Setting the record straight

A friend of mine asked yesterday how I felt about Corey Lidle's death, as if I might be happy, since he was employed by the Yankees at the time of his death. I hate the Yankees, and take much pleasure in their every failure on the field. I honestly believe that baseball would be a better game if George Steinbrenner didn't exist, and that the six teams that have knocked them out of the playoffs the last six years have done a great service to the majority of Americans.

I do not, however, value their demise over human life.

Jill and I watched the end of Game 4 last Saturday at Foreplay in Portland, cheering with a handful of other patrons as Jeremy Bonderman destroyed the $200 million lineup I expected to see scoring twleve runs a game through the end of October.

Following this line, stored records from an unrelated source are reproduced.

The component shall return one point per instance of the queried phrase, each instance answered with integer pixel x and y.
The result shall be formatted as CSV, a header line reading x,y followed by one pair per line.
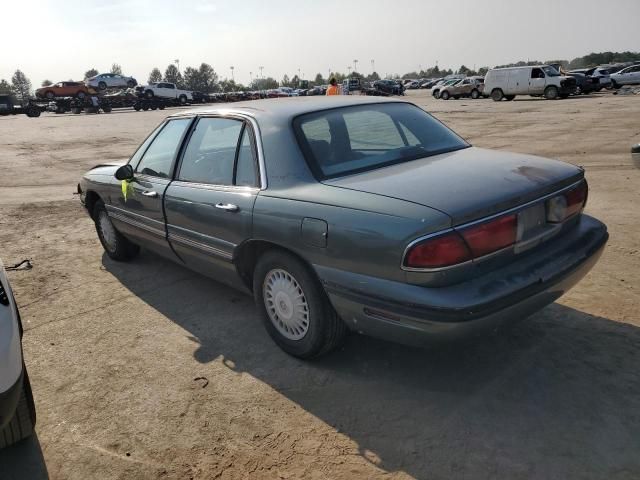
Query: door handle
x,y
229,207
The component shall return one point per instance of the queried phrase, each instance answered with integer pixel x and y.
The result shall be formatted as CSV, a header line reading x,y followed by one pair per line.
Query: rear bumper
x,y
417,315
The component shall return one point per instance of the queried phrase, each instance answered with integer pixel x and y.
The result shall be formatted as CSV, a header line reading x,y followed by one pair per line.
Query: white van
x,y
535,80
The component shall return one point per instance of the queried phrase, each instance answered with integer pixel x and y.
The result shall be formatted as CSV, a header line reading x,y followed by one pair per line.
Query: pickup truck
x,y
166,90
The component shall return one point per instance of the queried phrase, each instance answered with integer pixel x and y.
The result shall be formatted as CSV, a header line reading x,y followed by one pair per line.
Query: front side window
x,y
159,155
210,155
348,140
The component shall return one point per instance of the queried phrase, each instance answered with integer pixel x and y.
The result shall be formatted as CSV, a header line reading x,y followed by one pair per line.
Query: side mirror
x,y
125,172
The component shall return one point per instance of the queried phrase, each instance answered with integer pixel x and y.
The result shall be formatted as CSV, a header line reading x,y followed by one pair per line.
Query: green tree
x,y
92,72
208,77
155,76
173,75
21,85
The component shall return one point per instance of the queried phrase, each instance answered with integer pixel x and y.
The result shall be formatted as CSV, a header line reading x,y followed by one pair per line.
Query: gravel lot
x,y
146,370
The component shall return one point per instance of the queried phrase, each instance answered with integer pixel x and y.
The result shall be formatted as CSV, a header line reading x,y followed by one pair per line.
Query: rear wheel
x,y
114,243
294,308
24,418
551,93
497,95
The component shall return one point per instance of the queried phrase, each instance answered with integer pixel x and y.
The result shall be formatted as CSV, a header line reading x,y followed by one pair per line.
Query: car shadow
x,y
557,396
23,460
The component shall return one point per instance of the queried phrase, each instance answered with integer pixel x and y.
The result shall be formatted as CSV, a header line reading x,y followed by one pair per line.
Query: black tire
x,y
551,93
118,248
24,419
325,330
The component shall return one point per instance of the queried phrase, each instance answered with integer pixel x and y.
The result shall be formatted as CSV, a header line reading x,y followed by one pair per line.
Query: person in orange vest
x,y
333,89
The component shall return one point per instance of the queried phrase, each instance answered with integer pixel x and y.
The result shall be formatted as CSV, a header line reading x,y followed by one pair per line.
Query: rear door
x,y
138,214
209,206
537,81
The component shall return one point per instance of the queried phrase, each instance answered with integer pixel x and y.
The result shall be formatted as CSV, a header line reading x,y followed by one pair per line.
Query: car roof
x,y
285,108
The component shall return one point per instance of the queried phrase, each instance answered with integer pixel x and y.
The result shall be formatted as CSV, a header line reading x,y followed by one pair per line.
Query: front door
x,y
209,206
137,211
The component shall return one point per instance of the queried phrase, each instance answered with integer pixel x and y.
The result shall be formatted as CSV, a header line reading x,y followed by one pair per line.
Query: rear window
x,y
348,140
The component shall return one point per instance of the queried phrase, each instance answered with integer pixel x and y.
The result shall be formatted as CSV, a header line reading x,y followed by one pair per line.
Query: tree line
x,y
205,79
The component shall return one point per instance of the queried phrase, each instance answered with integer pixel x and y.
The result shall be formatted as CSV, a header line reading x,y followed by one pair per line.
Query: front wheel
x,y
24,418
294,308
114,243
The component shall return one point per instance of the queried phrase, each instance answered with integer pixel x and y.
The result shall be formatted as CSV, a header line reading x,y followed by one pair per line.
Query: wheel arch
x,y
249,252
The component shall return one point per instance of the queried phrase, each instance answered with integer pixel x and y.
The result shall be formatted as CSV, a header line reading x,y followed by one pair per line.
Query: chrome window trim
x,y
477,222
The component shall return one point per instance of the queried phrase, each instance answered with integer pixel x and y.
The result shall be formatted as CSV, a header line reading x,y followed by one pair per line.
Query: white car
x,y
17,409
111,80
626,76
166,90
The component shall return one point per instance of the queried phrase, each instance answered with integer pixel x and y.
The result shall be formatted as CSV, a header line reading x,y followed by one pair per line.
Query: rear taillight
x,y
491,236
461,246
567,204
442,251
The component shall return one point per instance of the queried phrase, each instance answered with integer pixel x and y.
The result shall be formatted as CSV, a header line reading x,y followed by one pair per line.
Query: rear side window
x,y
348,140
158,157
211,153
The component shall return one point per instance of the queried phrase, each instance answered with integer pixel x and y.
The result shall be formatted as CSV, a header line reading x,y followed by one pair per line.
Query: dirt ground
x,y
148,371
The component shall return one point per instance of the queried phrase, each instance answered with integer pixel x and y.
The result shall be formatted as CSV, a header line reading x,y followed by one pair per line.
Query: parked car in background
x,y
8,104
345,215
17,409
626,76
538,80
435,91
111,80
64,89
468,87
166,90
585,84
602,74
390,87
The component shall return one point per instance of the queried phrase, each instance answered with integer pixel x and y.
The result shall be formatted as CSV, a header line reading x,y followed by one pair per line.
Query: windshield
x,y
348,140
550,71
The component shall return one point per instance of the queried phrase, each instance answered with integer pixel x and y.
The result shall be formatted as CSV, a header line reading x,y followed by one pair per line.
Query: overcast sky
x,y
61,39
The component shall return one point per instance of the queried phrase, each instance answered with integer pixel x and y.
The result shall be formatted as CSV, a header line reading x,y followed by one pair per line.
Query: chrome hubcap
x,y
107,230
286,304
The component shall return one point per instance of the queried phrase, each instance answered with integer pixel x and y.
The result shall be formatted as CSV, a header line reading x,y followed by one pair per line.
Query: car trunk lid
x,y
468,184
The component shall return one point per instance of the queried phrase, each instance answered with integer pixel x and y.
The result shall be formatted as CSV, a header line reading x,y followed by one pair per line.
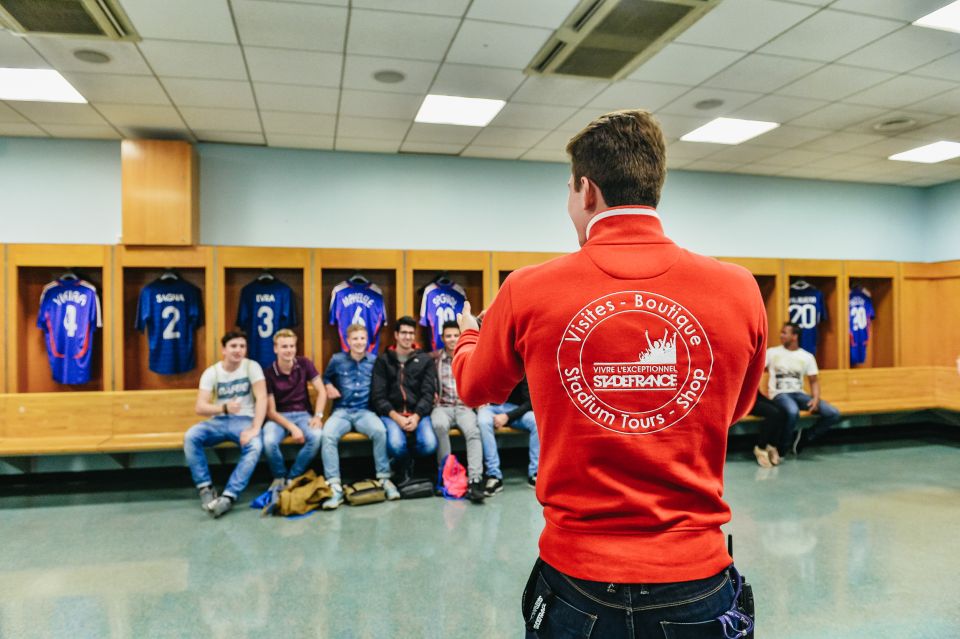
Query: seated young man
x,y
450,411
404,383
233,396
289,410
347,380
517,412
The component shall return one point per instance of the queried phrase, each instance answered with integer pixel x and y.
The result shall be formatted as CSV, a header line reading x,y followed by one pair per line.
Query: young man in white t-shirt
x,y
788,365
233,395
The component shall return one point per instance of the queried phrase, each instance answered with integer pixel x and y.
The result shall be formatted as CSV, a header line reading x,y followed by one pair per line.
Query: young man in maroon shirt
x,y
639,355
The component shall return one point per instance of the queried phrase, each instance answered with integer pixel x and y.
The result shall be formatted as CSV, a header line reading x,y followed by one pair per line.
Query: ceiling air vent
x,y
98,19
608,39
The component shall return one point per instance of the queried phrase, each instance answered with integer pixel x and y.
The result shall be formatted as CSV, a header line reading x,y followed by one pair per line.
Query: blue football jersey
x,y
69,313
358,304
441,303
170,311
807,310
861,313
266,306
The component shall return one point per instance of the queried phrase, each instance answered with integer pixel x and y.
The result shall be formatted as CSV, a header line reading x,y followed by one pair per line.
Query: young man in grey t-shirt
x,y
233,396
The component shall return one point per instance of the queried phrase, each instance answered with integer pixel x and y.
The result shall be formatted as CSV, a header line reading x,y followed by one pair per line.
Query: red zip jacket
x,y
640,355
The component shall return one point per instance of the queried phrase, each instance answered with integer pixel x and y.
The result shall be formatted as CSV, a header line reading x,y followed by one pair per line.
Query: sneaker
x,y
220,506
333,502
392,493
763,457
475,492
493,487
207,495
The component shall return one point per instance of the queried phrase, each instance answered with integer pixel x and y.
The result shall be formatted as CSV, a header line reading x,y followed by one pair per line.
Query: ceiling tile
x,y
834,82
549,14
18,54
492,152
379,128
558,91
289,97
830,34
404,35
761,73
57,113
454,8
290,26
141,115
905,49
359,70
628,94
686,104
311,124
506,137
310,68
777,108
445,133
477,82
496,45
366,145
300,141
125,59
197,20
227,94
179,59
539,116
900,91
685,64
221,119
744,24
229,137
377,104
129,89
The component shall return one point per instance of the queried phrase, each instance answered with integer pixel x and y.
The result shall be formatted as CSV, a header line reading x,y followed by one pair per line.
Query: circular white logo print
x,y
634,362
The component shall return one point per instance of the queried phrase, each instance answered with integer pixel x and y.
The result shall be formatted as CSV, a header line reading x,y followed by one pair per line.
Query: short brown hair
x,y
283,332
624,154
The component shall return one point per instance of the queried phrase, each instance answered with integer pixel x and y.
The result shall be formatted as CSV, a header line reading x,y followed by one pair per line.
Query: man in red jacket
x,y
640,355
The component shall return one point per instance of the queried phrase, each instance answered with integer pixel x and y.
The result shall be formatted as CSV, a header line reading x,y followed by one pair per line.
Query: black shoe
x,y
492,487
475,491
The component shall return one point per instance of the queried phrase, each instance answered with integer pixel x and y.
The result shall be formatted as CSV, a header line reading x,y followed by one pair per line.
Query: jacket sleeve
x,y
378,388
486,363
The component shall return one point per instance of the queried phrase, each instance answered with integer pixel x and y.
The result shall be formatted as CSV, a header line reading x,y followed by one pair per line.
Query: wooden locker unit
x,y
882,281
827,276
238,266
29,268
382,267
160,185
469,269
134,268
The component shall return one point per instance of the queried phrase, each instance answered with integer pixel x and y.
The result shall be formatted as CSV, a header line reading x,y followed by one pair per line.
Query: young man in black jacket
x,y
402,391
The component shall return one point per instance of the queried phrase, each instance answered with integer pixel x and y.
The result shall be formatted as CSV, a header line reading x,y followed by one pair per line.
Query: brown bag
x,y
305,494
366,491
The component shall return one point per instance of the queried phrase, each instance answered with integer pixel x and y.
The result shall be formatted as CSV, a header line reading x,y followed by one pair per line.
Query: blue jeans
x,y
363,421
491,458
216,430
792,404
426,441
576,608
273,435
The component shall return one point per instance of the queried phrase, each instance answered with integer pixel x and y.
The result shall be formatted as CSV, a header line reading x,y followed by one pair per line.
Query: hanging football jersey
x,y
266,306
170,310
807,310
861,314
69,313
359,303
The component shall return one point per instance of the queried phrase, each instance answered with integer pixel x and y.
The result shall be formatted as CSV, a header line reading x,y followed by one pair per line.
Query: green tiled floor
x,y
860,541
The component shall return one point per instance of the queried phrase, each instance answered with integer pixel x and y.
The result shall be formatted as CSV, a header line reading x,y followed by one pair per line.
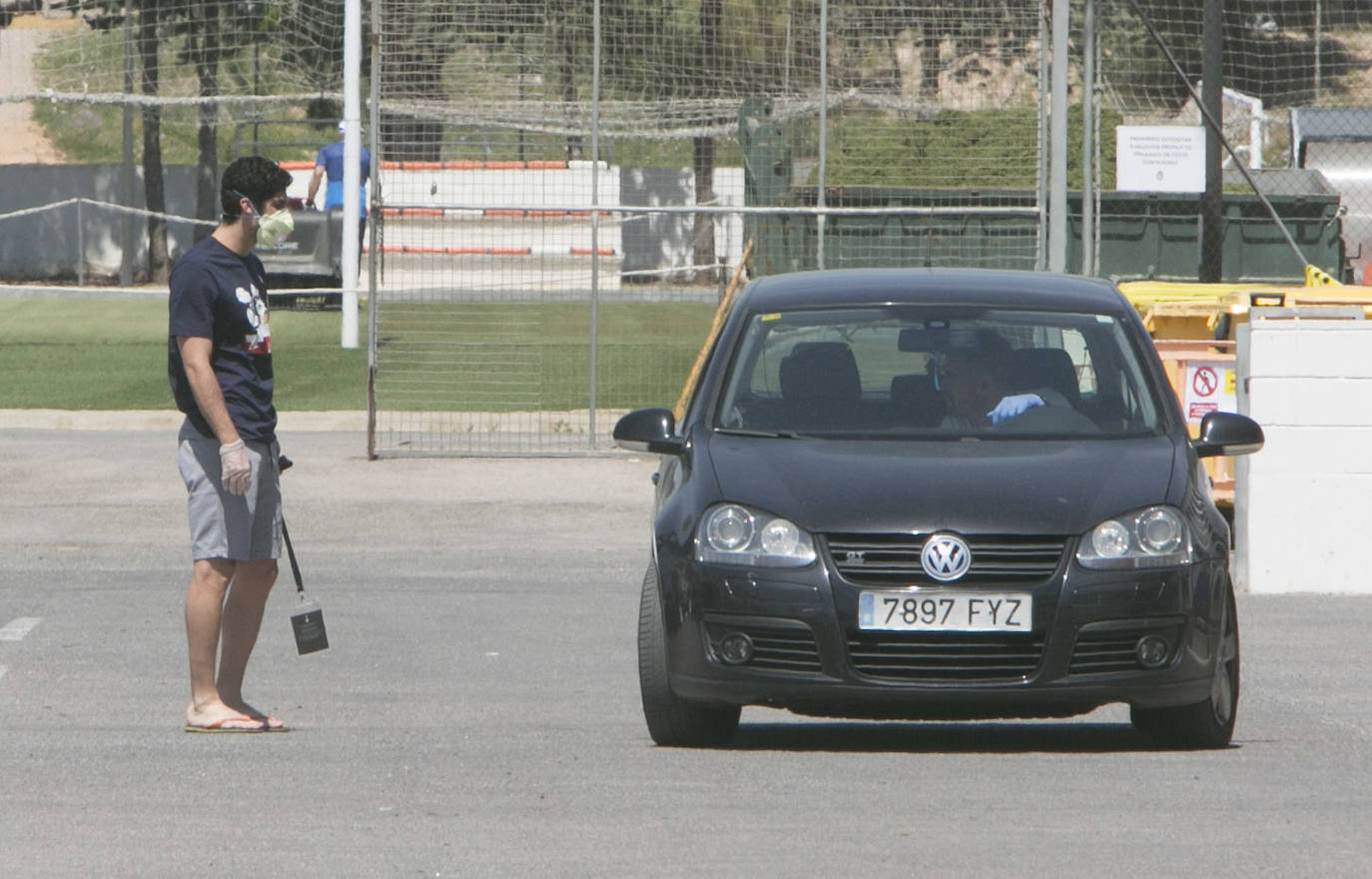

I spent the next hour calling anti-Yankee loved ones, revelling in another win for the good guys, and I'll spend the next twleve months relishing someone else's defense of their world championship. However, if I could go back to that moment, knowing that if the Tigers won, Corey Lidle would die, and if the Yankees won, he would live, the choice would have been easy. I would have walked away from the TV and crossed my fingers that a six-year-old boy would not grow up without a father.

Then I would have bought an A's hat and crossed them again.

While we're on the topic of baseball deaths, Buck O'Neil died last weekend. I don't find it particularly sad when a man in his nineties passes peacefully, but I cried. I don't think I cried for Buck O'Neil. Common wisdom says that, despite being forbidden from playing and coaching in the major leagues, not to mention choosing his own seat on a bus, O'Neil held no grudges against the ignorant majority that treated him like a lesser man. Once he was allowed into the major leagues as a coach, he was motivated not by revenge, but by opportunity. He seemed to enjoy every aspect of life, even the least pleasant ones.

I cried for Buck O'Neil not as a victim, but as a symbol of the small-minded hatred that kept millions of people from enjoying the basic human rights I've taken advantage of since birth. And I cried because my generation, despite our access to the many lessons of history, isn't doing much better. We still live in a world in which a referendum to keep gays from enjoying the basic rights (and responsibilities) of marriage is used as an incentive to bring the small-minded to the voting booth and re-elect an ethically-stunted warmonger.

Maybe the gay community needs a Jackie Robinson, a Rosa Parks, a Martin Luther King, Jr.- someone who can preach common sense to those who don't want to listen. Because I don't want to cry when Elton John dies.


They're grrrrrreat!

Diamondbacks, Angels, Marlins, Red Sox, Angels, Tigers.

Thanks to Jeremy Bonderman, Justin Verlander, Todd Jones, Joel Zumaya, Magglio Ordonez, Carlos Guillen, Craig Monroe, and even "Ball Four" Rogers. You've made the rest of October much more watchable. Six in a row for the good guys!